Clearly, $$\theta$$ depends on $$r$$, $$L$$ and $$G$$. Are these the only relevant parameters? How about the bulk modulus $$B$$, for instance? A non-rigorous way of showing its irrelevance is by considering a material with finite $$B$$ and $$G = 0$$ (e.g. a liquid): in this case the torsion constant is clearly zero2. We can then write:

\kappa = K \, G^a r^b L^c
\label{kappa}

The various units are: $$[\kappa ] = \text{Nm}/\text{rad} = \text{Nm}$$, $$[G] = \text{Pa} = \text{Nm}^{-2}$$, $$[L] = [r] = \text{m}$$ and $$K$$ is a dimensionless prefactor. We can deduce from \eqref{kappa} that $$a = 1$$ and that $$b + c = 3$$, but we need more information to determine $$b$$ and $$c$$ separately.
[UPDATE: 19/05/2013] In principle, the expression for $$\kappa$$  \eqref{kappa} could also contain an arbitrary function $$f$$ of the dimensionless parameter $$r/L$$, but the discussion below shows that $$f(r/L)$$ is in fact a constant.

To this end, we make a virtual horizontal cut at the midpoint C (Figure b) and write the torque balance. In A, the clamp exerts a torque $$-T$$ (to ensure equilibrium of the whole rod). The equilibrium of segments AC and CB requires that they act on each other with torques $$T$$ and $$-T$$, respectively. They are identical, so each of them twists by $$\theta/2$$. In conclusion, for the same torque, a rod half as long twists half as much, so its torsion constant is twice that of the original rod. Hence, $$c = -1$$ and then $$b = 4$$, yielding:

\kappa = K \, G \frac{r^4}{L}
\label{final}

The complete calculation3 yields $$K = \pi/2 = 1.57\ldots$$, not very far from unity. We can see this as a lucky choice of parameters: working with the diameter $$D = 2 r$$ instead of the radius would multiply the estimate by 16. On the other hand, $$r$$ is the more natural elasticity variable, since it is over this distance that the deformation varies (from 0 to its maximum value).

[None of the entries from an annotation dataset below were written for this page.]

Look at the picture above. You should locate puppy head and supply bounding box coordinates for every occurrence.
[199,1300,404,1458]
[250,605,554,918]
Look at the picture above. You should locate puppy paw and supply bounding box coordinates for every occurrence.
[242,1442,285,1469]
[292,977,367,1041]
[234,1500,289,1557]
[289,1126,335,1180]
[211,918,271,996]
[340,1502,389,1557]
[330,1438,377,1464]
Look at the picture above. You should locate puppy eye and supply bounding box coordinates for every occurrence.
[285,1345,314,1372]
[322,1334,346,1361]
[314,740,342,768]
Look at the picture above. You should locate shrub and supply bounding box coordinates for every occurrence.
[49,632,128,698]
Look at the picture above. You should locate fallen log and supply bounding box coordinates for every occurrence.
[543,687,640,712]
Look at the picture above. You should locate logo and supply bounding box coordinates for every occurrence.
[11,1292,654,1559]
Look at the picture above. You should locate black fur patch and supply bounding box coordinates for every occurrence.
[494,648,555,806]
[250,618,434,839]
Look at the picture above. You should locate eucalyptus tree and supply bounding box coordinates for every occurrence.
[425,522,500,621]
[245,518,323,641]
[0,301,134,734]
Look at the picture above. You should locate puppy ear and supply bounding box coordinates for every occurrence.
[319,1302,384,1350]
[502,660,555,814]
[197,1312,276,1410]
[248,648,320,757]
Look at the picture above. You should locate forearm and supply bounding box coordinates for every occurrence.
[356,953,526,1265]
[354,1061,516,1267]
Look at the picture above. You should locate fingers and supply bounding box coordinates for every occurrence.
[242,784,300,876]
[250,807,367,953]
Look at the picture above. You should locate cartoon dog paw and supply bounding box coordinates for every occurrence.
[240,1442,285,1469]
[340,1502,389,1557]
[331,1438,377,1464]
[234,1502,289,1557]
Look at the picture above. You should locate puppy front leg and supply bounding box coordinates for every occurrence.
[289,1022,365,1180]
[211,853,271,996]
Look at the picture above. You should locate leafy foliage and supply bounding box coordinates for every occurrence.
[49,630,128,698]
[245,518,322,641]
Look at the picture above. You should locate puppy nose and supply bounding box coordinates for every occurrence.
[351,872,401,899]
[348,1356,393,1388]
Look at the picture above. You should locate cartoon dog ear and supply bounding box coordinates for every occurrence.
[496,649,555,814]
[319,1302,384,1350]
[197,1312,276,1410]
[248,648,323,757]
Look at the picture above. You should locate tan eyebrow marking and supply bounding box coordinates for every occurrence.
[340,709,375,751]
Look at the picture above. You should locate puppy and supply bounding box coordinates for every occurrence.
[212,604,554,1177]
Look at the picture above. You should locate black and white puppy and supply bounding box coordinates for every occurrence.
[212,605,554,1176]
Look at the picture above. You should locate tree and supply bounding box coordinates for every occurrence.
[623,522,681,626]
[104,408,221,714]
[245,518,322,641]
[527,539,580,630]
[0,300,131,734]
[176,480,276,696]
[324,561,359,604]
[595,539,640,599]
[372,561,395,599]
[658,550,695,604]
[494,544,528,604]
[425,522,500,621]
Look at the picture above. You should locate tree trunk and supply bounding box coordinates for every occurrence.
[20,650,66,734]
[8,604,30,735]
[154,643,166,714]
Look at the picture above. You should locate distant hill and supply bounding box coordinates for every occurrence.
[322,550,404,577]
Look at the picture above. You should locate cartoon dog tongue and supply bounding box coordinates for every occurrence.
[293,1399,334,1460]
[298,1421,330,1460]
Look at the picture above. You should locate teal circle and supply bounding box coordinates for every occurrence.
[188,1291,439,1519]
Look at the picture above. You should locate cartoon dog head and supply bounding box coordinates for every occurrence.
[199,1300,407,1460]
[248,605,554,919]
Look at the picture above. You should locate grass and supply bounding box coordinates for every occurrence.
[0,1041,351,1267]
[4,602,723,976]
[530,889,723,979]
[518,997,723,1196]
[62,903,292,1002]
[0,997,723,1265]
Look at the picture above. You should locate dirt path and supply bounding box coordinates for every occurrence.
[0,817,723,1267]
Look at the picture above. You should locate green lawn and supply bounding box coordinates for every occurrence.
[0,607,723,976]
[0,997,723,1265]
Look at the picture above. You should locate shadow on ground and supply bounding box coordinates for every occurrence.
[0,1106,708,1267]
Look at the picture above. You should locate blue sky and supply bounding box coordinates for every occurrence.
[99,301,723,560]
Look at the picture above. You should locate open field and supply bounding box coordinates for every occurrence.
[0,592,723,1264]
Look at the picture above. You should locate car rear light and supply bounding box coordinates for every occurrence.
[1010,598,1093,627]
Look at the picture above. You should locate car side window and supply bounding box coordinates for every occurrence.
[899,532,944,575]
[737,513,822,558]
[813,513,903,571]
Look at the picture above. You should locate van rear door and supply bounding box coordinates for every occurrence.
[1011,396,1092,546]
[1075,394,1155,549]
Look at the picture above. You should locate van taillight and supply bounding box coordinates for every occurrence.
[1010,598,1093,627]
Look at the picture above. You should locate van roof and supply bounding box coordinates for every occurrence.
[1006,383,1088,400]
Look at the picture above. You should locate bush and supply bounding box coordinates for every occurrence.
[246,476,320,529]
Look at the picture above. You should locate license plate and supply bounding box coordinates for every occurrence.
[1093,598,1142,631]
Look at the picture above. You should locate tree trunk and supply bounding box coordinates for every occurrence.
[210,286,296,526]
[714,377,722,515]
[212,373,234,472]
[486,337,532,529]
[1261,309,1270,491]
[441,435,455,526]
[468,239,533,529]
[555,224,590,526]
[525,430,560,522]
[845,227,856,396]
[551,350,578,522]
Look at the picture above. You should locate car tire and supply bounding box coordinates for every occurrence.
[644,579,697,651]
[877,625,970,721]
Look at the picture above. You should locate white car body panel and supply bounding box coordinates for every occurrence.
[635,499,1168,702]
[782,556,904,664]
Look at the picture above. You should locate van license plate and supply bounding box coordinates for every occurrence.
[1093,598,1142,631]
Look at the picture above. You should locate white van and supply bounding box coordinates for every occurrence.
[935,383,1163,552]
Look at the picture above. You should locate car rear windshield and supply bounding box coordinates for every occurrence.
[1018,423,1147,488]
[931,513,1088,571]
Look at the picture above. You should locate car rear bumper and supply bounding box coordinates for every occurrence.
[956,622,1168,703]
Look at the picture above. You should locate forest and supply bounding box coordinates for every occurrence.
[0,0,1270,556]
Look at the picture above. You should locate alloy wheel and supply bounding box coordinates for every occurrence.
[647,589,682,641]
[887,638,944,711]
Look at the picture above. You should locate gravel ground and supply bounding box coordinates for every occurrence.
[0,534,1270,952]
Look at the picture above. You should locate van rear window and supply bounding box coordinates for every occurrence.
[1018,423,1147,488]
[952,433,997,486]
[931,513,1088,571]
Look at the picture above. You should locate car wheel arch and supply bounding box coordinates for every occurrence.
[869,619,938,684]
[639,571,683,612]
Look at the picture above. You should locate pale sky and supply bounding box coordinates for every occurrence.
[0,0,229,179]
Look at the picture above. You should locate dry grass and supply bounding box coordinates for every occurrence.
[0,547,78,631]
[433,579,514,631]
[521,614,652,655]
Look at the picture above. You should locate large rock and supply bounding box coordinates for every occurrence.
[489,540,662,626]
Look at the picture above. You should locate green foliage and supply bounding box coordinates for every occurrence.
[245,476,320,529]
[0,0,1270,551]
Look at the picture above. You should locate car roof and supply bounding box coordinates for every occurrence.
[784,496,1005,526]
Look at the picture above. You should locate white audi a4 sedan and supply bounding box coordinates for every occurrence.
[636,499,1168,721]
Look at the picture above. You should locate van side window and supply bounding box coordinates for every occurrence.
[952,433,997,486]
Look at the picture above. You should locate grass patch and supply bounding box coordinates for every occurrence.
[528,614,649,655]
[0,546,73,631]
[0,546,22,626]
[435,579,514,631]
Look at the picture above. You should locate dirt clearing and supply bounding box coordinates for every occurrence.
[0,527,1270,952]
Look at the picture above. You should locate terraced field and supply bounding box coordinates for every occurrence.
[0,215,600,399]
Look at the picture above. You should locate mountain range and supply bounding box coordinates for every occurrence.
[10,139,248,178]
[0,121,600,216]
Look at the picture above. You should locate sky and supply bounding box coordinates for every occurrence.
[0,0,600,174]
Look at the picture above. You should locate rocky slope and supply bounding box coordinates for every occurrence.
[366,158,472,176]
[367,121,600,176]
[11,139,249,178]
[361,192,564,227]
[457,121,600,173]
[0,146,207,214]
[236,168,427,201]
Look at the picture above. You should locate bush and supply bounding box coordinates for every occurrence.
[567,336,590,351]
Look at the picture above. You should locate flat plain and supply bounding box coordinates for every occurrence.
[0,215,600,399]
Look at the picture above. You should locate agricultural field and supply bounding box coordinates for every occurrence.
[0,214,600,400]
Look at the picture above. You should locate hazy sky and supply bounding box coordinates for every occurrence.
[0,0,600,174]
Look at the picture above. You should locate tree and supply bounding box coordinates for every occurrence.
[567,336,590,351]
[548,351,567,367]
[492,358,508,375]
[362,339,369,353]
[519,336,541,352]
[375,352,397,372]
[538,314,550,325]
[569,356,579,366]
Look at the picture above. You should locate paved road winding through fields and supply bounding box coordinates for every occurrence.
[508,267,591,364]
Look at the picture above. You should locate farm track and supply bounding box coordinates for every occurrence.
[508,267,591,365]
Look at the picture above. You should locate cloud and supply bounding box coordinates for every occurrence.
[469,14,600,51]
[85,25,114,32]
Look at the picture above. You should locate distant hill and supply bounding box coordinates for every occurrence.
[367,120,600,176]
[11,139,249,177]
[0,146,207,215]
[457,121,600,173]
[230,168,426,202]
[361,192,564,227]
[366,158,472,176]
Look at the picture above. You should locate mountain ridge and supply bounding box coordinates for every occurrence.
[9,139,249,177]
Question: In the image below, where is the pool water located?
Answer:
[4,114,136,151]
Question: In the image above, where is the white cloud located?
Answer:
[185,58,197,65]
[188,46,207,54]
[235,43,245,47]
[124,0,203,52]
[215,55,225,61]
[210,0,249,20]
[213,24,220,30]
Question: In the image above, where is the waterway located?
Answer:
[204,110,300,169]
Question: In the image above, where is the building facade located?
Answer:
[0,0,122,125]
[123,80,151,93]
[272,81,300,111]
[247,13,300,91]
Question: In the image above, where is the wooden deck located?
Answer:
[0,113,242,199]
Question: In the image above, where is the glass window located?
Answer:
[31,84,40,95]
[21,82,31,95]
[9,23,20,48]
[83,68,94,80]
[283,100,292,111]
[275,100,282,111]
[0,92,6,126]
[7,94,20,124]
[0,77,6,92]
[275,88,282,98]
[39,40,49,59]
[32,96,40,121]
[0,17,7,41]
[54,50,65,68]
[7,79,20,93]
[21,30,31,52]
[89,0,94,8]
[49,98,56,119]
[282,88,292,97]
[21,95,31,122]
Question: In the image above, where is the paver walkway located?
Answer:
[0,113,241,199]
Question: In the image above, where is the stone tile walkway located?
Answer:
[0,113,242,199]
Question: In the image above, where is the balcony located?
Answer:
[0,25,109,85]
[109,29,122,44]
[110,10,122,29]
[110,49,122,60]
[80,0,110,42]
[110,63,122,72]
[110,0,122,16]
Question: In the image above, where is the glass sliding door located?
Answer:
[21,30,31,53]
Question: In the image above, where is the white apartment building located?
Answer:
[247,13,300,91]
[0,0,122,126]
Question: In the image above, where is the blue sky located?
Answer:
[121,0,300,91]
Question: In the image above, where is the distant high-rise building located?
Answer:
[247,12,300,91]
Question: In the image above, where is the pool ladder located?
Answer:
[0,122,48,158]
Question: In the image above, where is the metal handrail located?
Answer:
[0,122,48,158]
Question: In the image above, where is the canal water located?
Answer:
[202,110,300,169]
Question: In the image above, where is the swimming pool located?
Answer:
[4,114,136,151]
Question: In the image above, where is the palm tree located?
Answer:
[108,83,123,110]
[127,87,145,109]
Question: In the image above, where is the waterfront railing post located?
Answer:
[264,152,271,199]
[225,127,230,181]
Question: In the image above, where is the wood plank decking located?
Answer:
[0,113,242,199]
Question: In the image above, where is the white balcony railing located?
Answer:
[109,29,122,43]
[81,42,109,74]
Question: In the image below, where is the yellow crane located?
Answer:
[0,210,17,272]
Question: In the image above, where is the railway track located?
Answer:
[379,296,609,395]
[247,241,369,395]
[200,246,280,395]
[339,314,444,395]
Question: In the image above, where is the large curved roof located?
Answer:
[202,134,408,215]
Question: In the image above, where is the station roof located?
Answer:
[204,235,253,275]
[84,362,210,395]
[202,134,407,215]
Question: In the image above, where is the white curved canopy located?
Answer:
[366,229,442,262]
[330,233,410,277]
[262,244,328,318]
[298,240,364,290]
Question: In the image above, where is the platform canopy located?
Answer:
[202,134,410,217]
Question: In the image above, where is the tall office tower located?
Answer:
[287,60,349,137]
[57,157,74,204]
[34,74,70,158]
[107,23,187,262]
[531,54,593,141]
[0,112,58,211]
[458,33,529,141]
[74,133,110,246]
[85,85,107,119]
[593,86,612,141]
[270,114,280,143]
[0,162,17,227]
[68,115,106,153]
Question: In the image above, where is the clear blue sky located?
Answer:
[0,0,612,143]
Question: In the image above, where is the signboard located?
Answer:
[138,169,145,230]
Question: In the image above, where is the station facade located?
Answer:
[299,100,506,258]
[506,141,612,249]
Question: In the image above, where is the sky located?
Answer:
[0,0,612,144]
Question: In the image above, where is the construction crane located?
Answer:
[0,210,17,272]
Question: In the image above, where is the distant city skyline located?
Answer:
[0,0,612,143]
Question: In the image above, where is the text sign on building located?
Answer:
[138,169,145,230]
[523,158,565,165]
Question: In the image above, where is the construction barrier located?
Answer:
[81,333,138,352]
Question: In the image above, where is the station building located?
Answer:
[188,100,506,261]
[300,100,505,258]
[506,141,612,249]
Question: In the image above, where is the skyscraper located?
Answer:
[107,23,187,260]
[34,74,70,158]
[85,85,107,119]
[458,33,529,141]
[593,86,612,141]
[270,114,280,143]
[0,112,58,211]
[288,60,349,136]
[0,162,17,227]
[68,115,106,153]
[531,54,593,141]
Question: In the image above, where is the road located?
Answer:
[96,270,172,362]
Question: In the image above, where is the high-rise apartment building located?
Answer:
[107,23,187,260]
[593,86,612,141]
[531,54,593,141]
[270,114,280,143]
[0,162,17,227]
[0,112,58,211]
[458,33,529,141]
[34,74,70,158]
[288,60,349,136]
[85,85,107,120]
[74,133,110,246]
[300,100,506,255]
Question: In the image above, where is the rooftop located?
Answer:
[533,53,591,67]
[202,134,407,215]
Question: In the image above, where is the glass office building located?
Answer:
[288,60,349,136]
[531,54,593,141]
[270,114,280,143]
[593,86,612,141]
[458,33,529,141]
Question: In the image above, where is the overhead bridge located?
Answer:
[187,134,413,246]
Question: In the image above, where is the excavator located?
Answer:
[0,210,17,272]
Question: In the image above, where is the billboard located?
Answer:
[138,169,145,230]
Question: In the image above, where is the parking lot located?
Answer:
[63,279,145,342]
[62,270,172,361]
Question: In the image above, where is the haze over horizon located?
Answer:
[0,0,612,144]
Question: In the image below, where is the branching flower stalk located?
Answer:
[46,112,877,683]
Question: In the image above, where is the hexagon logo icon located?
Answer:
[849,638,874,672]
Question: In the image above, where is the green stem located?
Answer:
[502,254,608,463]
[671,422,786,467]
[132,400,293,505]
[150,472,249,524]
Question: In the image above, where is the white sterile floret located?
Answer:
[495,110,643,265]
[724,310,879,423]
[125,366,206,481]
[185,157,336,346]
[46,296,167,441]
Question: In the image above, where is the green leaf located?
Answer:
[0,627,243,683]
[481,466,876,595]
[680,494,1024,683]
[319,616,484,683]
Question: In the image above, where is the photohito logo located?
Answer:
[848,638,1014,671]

1. Rigorously speaking, we can only say that $$\theta$$ is odd in $$T$$ (they change sign together), but for small twists the dependence will be dominated by the linear term \eqref{twist}. We only consider this linear regime.
2. This is an instance of the general principle that liquids cannot transmit static torques.
3. L. D. Landau and E. M. Lifshitz, Theory of Elasticity (volume 7 of the Course of Theoretical Physics), 3rd edition, Elsevier, 1986 (§ 16).